La présidente du tribunal a désigné M. Bertolo, premier conseiller, pour statuer sur les demandes de référé.
Les parties ont été régulièrement averties du jour de l’audience.
Au cours de l’audience publique tenue en présence de Mme Andujar, greffière d’audience, M. Bertolo a lu son rapport et informé les parties, en application de l’article R. 522-9 du code de justice administrative, que l’ordonnance à intervenir était susceptible d’être fondée sur un moyen d’ordre public relevé d’office, tiré de l’irrecevabilité du moyen tiré du défaut de motivation, dès lors que ce moyen relève d’une cause juridique distincte de celle invoquée dans le délai de recours par la requête au fond n°2500021.
Ont été entendues :
- les observations de Me Reboul, représentant Mme A…, qui a repris ses conclusions et moyens. Il a souligné que la requête au fond contenait l’exposé d’une contestation de la validité de la décision, devant être interprétée comme un moyen d’erreur manifeste d’appréciation, et que la fin de non-recevoir opposée en défense devait être écartée. Il a aussi indiqué que Mme A…, propriétaire d’une partie des parts de la SCI 99, propriétaire de l’appartement, disposait d’un intérêt patrimonial évident lui donnant qualité pour contester l’arrêté en cause.
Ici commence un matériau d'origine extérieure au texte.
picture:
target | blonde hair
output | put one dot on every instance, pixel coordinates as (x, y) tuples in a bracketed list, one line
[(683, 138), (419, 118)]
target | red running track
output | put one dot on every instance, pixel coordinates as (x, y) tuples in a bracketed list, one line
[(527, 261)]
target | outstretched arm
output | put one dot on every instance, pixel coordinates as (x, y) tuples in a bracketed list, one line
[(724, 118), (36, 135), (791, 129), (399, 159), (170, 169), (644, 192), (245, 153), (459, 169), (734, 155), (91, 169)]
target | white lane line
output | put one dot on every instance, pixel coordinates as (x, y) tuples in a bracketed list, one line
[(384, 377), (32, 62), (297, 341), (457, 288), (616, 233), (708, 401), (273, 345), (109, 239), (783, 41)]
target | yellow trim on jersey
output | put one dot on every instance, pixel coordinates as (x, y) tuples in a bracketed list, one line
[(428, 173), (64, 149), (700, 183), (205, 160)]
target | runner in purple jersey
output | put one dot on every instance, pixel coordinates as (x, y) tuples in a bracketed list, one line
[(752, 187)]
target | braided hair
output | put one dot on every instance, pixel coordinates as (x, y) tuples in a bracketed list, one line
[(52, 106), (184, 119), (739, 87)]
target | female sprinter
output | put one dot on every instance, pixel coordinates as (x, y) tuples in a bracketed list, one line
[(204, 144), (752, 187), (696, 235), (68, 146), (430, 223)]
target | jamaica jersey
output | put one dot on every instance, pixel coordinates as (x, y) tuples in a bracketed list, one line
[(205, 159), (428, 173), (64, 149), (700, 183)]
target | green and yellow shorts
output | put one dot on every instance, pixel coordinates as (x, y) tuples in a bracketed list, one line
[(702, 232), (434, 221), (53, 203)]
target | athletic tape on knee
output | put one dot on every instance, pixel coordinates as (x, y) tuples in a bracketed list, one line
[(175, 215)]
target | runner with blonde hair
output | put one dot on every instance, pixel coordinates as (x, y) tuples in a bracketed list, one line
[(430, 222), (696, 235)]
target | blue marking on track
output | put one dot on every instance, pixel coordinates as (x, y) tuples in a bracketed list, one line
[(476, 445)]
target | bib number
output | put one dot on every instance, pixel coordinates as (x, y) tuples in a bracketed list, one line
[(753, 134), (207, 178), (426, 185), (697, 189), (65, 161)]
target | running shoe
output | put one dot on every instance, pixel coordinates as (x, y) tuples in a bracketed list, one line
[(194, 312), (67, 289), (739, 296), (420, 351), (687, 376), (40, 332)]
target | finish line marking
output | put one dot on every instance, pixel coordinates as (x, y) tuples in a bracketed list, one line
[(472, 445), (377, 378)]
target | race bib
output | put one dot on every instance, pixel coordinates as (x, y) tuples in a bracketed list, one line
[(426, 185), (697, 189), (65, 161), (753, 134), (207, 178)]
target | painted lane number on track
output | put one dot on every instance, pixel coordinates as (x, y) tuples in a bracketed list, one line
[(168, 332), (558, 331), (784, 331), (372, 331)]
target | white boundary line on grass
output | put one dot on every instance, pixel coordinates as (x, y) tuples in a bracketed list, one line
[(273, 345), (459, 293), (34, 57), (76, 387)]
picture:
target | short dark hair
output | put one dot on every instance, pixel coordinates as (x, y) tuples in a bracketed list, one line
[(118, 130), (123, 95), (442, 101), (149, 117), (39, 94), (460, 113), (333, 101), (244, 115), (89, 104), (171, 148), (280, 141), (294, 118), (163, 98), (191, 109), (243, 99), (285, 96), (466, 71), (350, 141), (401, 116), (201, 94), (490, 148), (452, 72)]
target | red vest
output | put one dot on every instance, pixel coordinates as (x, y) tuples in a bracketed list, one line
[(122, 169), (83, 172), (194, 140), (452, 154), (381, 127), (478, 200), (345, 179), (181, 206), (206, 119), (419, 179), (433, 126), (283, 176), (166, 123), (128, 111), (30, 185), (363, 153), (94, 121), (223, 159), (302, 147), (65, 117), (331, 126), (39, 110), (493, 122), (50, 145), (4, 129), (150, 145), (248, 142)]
- les observations de Mme A…, qui a précisé la situation de son appartement, en indiquant qu’il ne pouvait pas être occupé du fait de l’absence de chauffage, et qu’il n’avait pas été possible de réparer la précédente pompe à chaleur ;
- les observations de M. D…, représentant la commune de Lyon, qui a repris ses conclusions et moyens, et qui a soulevé une nouvelle fin de non-recevoir tirée du défaut de qualité donnant intérêt pour agir de Mme A….
La clôture de l’instruction a été prononcée à l’issue de l’audience.
Une note en délibéré a été enregistrée le 4 juin 2026 pour Mme A…, représentée par Me Reboul.
Considérant ce qui suit :
Mme A… demande au juge des référés, sur le fondement de l’article L. 521-1 du code de justice administrative d’ordonner la suspension de l’exécution de l’arrêté du 4 novembre 2024 par lequel le maire de la commune de Lyon a rejeté sa déclaration préalable déposée le 7 août 2024 à fin d’installation d’un climatiseur sur un immeuble situé au 99 avenue du Président Herriot à Lyon.
Aux termes de l’article L. 521-1 du code de justice administrative : « Quand une décision administrative, même de rejet, fait l’objet d’une requête en annulation ou en réformation, le juge des référés, saisi d’une demande en ce sens, peut ordonner la suspension de l’exécution de cette décision, ou de certains de ses effets, lorsque l’urgence le justifie et qu’il est fait état d’un moyen propre à créer, en l’état de l’instruction, un doute sérieux quant à la légalité de la décision. (…) ».
3. En l’état de l’instruction et compte tenu de l’office du juge des référés, aucun des moyens invoqués par Mme A… n’est de nature à faire naitre un doute sérieux sur la légalité de la décision de refus contestée.
4. Il résulte de ce qui précède, sans qu’il soit besoin de se prononcer sur les fins de non-recevoir opposées en défense, que la requête de Mme A… doit être rejetée dans toutes ses conclusions, y compris ses conclusions présentées au titre de l’article L. 761-1 du code de justice administrative.
O R D O N N E :
Article 1er : La requête de Mme A… est rejetée.
Article 2 : La présente ordonnance sera notifiée à Mme C… A… et à la commune de Lyon.
Fait à Lyon, le 8 juin 2026.
Le juge des référés,
C. Bertolo
La République mande et ordonne au préfet du Rhône en ce qui le concerne ou à tous commissaires de justice à ce requis en ce qui concerne les voies de droit commun contre les parties privées, de pourvoir à l’exécution de la présente décision.